The required steps for running these tests depend on the implementation.
-
Execute common tests:
-
Open the
catboost/pytest
directory from the local copy of the CatBoost repository. -
Run the following command:
../../ya make -t -A [-Z]
-Z
— Optional key to replace the canonical files if the code breaks tests intentionally. -
-
Execute tests for the GPU implementation:
-
Open the
catboost/pytest/cuda_tests
directory from the local copy of the CatBoost repository. -
Run the following command:
../../../ya make -DCUDA_ROOT=<path_to_CUDA_SDK> -t -A [-Z]
-
path_to_CUDA_SDK
is the path to directory where CUDA SDK is installed. For example, the typical installation directory for Linux is/usr/local/cuda-X.Y
, whereX.Y
is the installed CUDA SDK version. -
-Z
— Optional key to replace the canonical files if the code breaks tests intentionally.
-
Use the VCS diff tool to analyze the differences.
-
Execute common tests:
-
Open the
catboost/python-package/ut/medium
directory from the local copy of the CatBoost repository. -
Run the following command:
../../../../ya make -t -A [-Z]
-Z
— Optional key to replace the canonical files if the code breaks tests intentionally. -
-
Execute tests for the GPU implementation:
-
Open the
catboost/python-package/ut/medium/gpu
directory from the local copy of the CatBoost repository. -
Run the following command:
../../../../../ya make -DCUDA_ROOT=<path_to_CUDA_SDK> -t -A [-Z]
-
path_to_CUDA_SDK
is the path to directory where CUDA SDK is installed.
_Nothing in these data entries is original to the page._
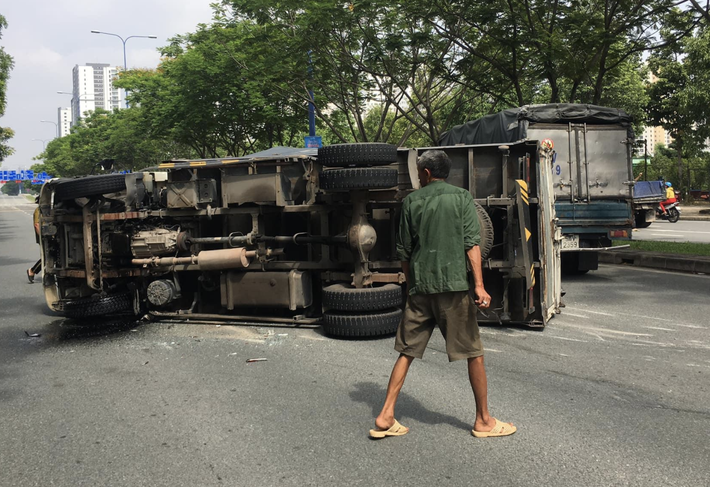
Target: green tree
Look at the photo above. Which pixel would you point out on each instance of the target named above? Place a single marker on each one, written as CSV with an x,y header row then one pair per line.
x,y
11,188
6,64
679,97
220,91
103,135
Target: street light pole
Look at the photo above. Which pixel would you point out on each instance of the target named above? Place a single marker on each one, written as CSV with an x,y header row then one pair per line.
x,y
55,124
125,64
44,143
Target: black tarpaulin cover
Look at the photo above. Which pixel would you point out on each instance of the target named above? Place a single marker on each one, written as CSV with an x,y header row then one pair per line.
x,y
512,125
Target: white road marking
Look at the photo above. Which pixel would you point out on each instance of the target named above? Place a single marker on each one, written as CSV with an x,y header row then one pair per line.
x,y
686,231
593,312
665,320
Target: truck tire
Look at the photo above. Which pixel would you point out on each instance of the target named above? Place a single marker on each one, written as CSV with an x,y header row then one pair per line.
x,y
369,325
98,306
358,178
486,230
364,154
343,297
68,189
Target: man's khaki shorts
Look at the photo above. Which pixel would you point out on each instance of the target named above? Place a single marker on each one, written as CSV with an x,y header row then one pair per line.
x,y
454,312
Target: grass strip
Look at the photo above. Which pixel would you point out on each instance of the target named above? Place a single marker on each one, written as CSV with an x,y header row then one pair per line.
x,y
687,248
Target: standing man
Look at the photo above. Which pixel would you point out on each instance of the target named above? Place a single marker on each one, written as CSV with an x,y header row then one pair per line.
x,y
34,270
438,234
670,197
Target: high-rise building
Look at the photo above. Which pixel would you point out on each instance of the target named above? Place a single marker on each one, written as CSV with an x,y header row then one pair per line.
x,y
64,118
93,89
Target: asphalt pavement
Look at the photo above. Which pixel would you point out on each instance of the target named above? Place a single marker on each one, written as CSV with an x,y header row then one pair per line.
x,y
681,231
615,391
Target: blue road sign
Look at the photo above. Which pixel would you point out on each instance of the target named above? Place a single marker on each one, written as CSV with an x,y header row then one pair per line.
x,y
313,141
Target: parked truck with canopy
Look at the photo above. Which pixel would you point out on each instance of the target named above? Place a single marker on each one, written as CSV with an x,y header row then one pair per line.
x,y
592,171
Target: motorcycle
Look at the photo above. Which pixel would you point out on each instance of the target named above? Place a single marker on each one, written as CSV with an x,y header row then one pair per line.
x,y
672,213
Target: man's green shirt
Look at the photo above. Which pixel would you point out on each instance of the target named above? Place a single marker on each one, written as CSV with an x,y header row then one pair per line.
x,y
437,226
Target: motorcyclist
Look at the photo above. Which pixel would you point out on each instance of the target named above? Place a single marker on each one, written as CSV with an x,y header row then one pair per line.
x,y
670,197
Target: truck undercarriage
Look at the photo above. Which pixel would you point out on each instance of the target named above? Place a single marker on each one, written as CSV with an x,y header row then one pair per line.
x,y
291,236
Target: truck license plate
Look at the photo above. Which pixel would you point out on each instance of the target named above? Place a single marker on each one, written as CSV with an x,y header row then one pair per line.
x,y
570,242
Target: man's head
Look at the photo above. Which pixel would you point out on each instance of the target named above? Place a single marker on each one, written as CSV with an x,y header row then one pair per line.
x,y
432,165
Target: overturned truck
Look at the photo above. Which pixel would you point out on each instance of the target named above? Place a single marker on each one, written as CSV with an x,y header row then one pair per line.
x,y
289,236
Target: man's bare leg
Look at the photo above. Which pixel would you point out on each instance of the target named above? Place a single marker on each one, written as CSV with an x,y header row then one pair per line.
x,y
385,419
479,384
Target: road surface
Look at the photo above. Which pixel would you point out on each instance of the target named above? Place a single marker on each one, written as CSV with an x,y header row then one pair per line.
x,y
682,231
615,391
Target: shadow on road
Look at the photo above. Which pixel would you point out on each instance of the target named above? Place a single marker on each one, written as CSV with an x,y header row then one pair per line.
x,y
64,330
373,395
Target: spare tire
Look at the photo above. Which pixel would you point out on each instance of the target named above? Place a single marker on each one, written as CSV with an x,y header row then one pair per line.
x,y
486,231
97,306
367,325
343,297
358,178
67,189
364,154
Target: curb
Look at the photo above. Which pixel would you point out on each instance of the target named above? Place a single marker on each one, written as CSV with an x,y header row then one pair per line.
x,y
694,218
668,262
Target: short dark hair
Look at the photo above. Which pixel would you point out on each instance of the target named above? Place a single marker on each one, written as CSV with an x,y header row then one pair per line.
x,y
437,162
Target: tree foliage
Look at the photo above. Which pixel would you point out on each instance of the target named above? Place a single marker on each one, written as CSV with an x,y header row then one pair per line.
x,y
398,72
679,98
6,64
11,188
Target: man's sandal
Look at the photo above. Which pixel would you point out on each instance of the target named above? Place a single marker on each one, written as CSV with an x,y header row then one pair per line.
x,y
395,430
500,429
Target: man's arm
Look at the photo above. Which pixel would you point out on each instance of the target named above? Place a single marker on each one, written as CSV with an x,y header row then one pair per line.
x,y
405,270
483,299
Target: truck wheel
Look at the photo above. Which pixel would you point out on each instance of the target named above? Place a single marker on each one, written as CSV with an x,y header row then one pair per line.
x,y
641,221
486,230
97,306
358,178
68,189
365,154
369,325
343,297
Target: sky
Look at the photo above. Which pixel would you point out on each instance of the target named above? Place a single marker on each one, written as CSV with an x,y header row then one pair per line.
x,y
47,38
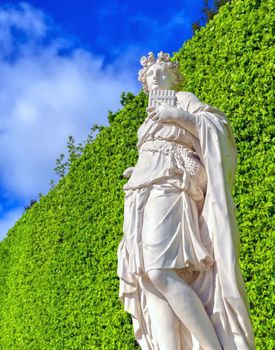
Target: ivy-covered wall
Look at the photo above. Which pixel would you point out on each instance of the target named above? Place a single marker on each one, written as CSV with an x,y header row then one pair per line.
x,y
58,284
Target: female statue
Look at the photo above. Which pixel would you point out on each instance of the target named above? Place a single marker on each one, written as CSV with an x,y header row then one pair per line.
x,y
178,261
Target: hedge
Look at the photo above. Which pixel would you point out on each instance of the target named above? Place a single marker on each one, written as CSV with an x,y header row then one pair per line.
x,y
58,283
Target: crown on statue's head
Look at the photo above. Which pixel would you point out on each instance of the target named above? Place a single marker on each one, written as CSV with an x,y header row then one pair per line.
x,y
163,59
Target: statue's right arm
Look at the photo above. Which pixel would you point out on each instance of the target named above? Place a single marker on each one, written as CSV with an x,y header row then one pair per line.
x,y
187,121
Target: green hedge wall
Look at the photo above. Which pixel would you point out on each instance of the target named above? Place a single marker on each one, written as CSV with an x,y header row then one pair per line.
x,y
58,284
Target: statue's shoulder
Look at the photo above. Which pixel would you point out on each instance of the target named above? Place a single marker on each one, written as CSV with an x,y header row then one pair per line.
x,y
187,96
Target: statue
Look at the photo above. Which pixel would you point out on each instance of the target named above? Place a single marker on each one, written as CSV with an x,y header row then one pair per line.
x,y
178,260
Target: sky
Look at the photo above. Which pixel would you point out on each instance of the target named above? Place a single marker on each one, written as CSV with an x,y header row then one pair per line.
x,y
63,65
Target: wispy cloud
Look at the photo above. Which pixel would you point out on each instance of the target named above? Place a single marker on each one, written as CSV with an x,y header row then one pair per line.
x,y
49,89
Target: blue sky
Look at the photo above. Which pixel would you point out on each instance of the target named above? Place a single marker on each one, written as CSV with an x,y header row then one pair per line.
x,y
63,65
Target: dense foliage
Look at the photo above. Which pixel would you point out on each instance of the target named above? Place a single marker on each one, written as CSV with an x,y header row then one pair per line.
x,y
58,284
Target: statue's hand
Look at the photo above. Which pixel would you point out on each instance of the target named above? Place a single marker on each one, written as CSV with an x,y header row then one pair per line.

For example, the typical installation directory for Linux is/usr/local/cuda-X.Y
, whereX.Y
is the installed CUDA SDK version. -
-Z
— Optional key to replace the canonical files if the code breaks tests intentionally.
-
Use the VCS diff tool to analyze the differences.
-
Install additional R packages that are required to run tests:
caret
dplyr
jsonlite
testthat
-
Open the
R-package
directory from the local copy of the CatBoost repository. -
Run the following command:
R CMD check .
To run tests using the devtools package:
-
Install devtools.
-
Run the following command from the R session:
devtools::test()
Microsoft Visual Studio solution
Warning
Ready Microsoft Visual Studio solution had been provided until this commit.
For versions after this commit it is recommended to generate Microsoft Visual Studio 2019 solution using the corresponding CMake generator.
A solution for Visual Studio is available in the CatBoost repository:
catboost/msvs/arcadia.sln
Coding conventions
The following coding conventions must be followed in order to successfully contribute to the CatBoost project:
- C++ style guide
- pep8 for Python
Versioning conventions
Do not change the package version when submitting pull requests. Yandex uses an internal repository for this purpose.
Yandex Contributor License Agreement
To contribute to CatBoost you need to read the Yandex CLA and indicate that you agree to its terms. Details of how to do that and the text of the CLA can be found in CONTRIBUTING.md.